In the end, to get from Potosí to Sucre I had to get a taxi, because buses were on strike indefinitely. I was sharing it with a traveller from the US, two Bolivian women, two babies and a dog, which made for a cramped journey. After about an hour and a half of good running on smooth roads through the mountains, our driver stopped to talk to someone, and got word that there was a roadblock of striking bus drivers ahead. We took to a side road to avoid it, and before long the side road became an axle-crunching bone-jarring mess of rock and gravel. Our driver was careful but the road was appalling. We bumped violently along it, occasionally hearing horrific grinding noises and once almost getting grounded on a large boulder, but after half an hour we suddenly rejoined the main road again, and arrived in Sucre about an hour after that, slightly bruised but happy to have made it.
Sucre was a great place - a striking colonial centre, a friendly vibe, nice bars and restaurants and lots to see. Having fallen in love with api in Potosí, I found another Bolivian treat here - buñuelos, a deep-fried doughy snack, which I ate in considerable quantities at an excellent cafe near where I was staying. Although we were still 2800m above sea level, it was much warmer here than it had been in Potosí, and so api was less important to my general well being.

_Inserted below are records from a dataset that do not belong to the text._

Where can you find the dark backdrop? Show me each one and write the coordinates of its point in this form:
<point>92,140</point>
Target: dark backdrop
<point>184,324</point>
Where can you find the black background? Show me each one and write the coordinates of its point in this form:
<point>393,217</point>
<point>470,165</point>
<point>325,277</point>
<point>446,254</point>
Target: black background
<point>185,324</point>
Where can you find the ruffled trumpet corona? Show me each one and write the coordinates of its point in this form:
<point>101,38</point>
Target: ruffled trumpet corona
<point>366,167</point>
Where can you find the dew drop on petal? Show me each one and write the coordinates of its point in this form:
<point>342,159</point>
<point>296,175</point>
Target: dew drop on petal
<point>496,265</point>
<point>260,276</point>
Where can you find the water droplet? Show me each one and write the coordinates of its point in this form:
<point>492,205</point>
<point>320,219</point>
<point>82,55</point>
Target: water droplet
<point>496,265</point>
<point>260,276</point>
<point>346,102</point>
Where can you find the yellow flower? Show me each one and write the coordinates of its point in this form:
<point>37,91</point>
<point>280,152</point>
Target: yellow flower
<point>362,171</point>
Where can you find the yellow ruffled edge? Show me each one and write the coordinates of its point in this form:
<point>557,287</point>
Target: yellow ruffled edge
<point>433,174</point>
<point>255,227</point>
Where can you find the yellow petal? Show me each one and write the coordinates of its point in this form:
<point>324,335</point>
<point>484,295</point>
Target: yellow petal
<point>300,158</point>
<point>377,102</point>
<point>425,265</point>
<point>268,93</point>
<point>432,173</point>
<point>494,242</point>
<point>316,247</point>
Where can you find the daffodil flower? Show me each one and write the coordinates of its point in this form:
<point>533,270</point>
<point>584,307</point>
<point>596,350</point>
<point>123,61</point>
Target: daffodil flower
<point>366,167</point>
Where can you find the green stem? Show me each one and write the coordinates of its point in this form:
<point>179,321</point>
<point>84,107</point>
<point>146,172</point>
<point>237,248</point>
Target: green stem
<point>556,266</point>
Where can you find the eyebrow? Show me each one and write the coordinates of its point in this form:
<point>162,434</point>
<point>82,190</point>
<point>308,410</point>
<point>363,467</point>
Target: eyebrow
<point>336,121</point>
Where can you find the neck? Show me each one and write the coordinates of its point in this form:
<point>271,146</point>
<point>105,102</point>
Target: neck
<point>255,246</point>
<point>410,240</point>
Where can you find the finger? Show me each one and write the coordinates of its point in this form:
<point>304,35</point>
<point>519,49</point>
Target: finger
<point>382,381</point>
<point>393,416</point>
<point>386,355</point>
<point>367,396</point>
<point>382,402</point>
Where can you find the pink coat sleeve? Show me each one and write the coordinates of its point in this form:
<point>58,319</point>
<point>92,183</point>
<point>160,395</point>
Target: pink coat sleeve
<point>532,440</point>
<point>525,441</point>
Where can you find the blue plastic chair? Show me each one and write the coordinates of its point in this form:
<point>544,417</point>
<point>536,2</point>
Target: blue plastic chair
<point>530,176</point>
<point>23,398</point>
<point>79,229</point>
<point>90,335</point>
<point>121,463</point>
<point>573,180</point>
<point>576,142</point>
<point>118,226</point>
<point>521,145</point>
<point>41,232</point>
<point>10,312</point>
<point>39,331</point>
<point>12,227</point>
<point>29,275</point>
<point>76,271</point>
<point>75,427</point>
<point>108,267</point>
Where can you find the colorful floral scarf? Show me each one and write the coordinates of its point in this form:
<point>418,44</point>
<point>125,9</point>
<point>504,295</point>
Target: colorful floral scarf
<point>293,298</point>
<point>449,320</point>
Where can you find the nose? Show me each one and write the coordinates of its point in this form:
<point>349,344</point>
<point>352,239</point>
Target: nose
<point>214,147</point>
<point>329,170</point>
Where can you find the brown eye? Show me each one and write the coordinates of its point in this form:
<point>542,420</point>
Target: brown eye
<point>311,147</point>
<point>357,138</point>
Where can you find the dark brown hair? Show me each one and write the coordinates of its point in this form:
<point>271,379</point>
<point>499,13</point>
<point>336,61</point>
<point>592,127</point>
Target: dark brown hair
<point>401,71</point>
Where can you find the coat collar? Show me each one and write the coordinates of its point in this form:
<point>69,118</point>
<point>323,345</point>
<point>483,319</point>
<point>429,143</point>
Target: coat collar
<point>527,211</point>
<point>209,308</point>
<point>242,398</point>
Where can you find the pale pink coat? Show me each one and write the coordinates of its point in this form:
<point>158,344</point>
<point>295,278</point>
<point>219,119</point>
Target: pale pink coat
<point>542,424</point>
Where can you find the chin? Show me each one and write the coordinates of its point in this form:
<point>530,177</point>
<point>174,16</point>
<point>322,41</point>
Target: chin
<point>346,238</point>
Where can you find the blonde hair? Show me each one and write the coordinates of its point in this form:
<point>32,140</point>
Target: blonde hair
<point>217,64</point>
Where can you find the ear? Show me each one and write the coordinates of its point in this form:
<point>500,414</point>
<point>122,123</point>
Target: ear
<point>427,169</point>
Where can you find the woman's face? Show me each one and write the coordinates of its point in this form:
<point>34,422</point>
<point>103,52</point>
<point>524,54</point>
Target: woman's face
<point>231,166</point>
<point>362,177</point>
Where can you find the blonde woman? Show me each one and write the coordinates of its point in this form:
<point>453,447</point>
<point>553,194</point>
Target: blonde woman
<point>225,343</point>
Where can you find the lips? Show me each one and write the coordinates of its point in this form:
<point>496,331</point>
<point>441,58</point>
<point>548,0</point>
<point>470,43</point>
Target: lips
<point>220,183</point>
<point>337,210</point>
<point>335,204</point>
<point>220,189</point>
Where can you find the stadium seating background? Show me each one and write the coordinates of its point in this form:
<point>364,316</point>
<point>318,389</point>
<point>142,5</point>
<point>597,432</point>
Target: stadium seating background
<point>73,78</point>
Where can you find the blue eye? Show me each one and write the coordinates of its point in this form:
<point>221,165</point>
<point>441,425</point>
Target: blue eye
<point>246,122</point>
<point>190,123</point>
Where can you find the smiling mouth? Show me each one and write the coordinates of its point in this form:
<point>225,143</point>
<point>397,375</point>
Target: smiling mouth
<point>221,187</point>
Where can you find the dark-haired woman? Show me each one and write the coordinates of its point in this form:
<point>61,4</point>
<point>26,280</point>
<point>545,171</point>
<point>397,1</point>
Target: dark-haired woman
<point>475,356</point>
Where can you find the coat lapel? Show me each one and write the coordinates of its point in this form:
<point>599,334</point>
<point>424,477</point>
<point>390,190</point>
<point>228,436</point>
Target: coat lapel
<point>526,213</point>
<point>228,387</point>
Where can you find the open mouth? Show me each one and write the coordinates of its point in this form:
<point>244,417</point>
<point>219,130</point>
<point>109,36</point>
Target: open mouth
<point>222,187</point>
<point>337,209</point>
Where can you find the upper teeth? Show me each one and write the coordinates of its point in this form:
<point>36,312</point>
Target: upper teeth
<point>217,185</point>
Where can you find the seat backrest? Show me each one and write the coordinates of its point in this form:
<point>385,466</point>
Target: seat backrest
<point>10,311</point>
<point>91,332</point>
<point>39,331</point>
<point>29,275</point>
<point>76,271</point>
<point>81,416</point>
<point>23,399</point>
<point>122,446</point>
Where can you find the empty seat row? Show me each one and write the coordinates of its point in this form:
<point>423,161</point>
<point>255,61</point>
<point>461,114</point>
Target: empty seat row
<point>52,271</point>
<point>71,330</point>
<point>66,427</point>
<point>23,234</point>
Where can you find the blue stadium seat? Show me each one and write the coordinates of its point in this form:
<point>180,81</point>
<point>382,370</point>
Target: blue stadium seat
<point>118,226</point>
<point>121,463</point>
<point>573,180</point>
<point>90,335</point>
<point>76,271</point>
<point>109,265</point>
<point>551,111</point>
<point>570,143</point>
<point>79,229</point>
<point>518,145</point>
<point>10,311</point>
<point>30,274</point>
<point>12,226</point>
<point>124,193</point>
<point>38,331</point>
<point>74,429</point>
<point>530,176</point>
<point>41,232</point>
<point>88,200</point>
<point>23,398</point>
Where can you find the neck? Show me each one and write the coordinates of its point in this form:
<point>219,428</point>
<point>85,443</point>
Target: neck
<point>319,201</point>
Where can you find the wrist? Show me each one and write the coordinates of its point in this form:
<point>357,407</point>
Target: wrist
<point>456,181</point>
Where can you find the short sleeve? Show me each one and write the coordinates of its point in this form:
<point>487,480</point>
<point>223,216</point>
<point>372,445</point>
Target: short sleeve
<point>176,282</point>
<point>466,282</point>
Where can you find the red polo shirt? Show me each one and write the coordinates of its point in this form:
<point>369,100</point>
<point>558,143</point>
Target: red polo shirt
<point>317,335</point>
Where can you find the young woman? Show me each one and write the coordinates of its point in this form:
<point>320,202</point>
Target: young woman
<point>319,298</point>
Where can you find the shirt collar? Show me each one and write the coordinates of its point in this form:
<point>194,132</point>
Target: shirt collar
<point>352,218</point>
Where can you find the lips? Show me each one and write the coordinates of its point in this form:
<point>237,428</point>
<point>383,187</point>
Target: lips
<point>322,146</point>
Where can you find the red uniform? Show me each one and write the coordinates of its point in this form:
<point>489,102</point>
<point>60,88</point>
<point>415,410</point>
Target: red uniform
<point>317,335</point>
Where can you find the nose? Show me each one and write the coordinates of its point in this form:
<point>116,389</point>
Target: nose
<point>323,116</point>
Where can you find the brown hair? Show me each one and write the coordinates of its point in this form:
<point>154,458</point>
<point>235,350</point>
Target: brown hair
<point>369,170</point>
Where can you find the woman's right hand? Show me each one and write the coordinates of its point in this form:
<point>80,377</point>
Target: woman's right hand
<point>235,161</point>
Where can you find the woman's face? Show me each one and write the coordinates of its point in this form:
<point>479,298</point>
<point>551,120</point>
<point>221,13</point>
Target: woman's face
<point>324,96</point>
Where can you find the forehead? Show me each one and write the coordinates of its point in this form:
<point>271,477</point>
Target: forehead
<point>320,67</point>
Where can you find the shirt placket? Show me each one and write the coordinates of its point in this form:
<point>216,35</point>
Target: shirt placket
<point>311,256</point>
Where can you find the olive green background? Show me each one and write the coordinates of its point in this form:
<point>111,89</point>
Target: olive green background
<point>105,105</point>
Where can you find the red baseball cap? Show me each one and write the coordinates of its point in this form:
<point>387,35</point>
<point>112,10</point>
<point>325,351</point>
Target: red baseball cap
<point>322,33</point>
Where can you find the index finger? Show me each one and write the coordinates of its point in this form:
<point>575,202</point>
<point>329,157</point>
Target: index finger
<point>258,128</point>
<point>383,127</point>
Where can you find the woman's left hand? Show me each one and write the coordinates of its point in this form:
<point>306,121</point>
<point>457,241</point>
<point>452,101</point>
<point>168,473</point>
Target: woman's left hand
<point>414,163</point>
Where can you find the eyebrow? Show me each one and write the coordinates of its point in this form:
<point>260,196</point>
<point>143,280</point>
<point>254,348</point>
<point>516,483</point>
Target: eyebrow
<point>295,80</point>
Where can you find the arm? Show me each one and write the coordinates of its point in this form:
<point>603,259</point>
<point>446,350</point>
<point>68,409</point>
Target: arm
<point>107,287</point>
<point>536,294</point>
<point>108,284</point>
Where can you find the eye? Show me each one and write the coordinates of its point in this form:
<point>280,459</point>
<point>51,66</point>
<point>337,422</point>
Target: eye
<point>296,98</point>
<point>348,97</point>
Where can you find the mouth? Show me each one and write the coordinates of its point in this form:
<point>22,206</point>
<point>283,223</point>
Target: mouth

The main thing I went to see in Sucre was a quarry. I'm not normally one to seek out heavy industry while travelling but the attraction here is a huge area of dinosaur footprints which were uncovered just a few years ago. An almost sheer rock face at the quarry was, millions of years ago, a flat muddy area, through which a whole bunch of dinosaurs walked. Their tracks criss-cross the rock face, and it's extremely impressive to see imprints left by many different types of foot, inconceivably long ago. But it's also slightly depressing that quarrying work continues, and even while I was there I could see trickles of dust coming off the rock face. Quarrying continues right up to the layer with the footprints on, and it's surely possible that the footprints won't be there for very much longer.
It was the 22nd of December when I saw the dinosaur footprints, and I fancied spending Christmas at Lake Titicaca. The bus strike, luckily, was coming to an end, and I bought a ticket to La Paz for the night of the 23rd. While Sucre is the constitutional capital of Bolivia, La Paz is a far bigger city and is the de facto capital. I was looking forward to seeing it. My bus left Sucre at about 6pm, and after a meal stop at about 7pm, we passed through Potosí at about 11pm. We stopped for a bit, and as the bus door opened a blast of freezing air whistled down the aisle. After that, I fell asleep - the bus was comfortable and had plenty of leg room. Early on Christmas Eve, I arrived in La Paz. I managed to get rapidly onto a bus heading for Copacabana, on the shores of Lake Titicaca, and we wound up the side of the valley that La Paz sits in, through the vast sprawl of El Alto on the valley edge, and then through populous farmlands to the lake.